Тигран накрыл короб плетеной крышкой. Задумался.

— Послушай меня, Коста. Сладости — это хорошо. Но, поверь мне, как только ты пару раз наведаешься в сладостный сад, вам обоим захочется так есть, как хочется есть только очень голодным людям! И сладости тут уже не помогут!

Старик достал другой короб.

— Вот тебе еще баранина, хорошая, в меру жирная, весенняя зелень и лепешки. Будешь меня ночью вспоминать и благодарить!

Я не стал дожидаться ночи, бросился благодарить тут же.

— Смотри, — напутствовал меня старик напоследок, — старайся! Не подведи нас!

Я пообещал.

…Влетел во двор. Тут же увидел Ахмета, сидевшего за столиком. Албанец, привстав, посмотрел на меня. Мне сразу все стало понятно. Улыбка сползла с моего лица. Последние несколько шагов к нему я делал на ватных ногах.

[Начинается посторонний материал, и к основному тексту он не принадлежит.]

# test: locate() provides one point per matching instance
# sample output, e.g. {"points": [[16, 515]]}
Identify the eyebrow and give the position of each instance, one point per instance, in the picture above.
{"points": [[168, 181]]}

— Что случилось? — надежда еще теплилась.

— Давай помогу, — вместо ответа Ахмет протянул руки за коробом.

Забрал один из коробов.

«Этот со сладостями», — подумал я.

Ахмед поставил короб на столик. Протянул мне сложенный листок бумаги.

— Тебе, — в глаза мне старался не смотреть.

Я взял листок. Ахмет в это время забрал и второй короб.

'А этот с бараниной, — подумал я, открывая листок. Записка была на греческом.

«Не придется, к счастью, никого просить прочитать, позаботилась».

Я уже точно понимал, что будет написано на листке. Поэтому скользнул наискосок, вычитав главное.

«…Свет очей моих… Муж уезжает… Я должна… Никогда не забуду… Любимый…»

— Когда они уехали? — я поднял глаза от записки, обращаясь к Ахмету.

— Час назад.

— Час? — я залился истерическим хохотом. — Всего час⁈ Мы успеем! Ахмед, умоляю тебя! Давай, поскачем за ними! Они же медленно едут. Это же караван! Мы успеем! Ты мне поможешь! На всю жизнь буду твоим должником! Пожалуйста, Ахмет!

— Коста, послушай меня…

— Я уверяю тебя, успеем!

Ахмет влепил мне пощечину… Я замолчал, стараясь изо всех сил сдержать слезы.

— Отпусти её… — мне показалось, что и Ахмет сейчас пытался сдержать слезы. — Иначе жизни не будет.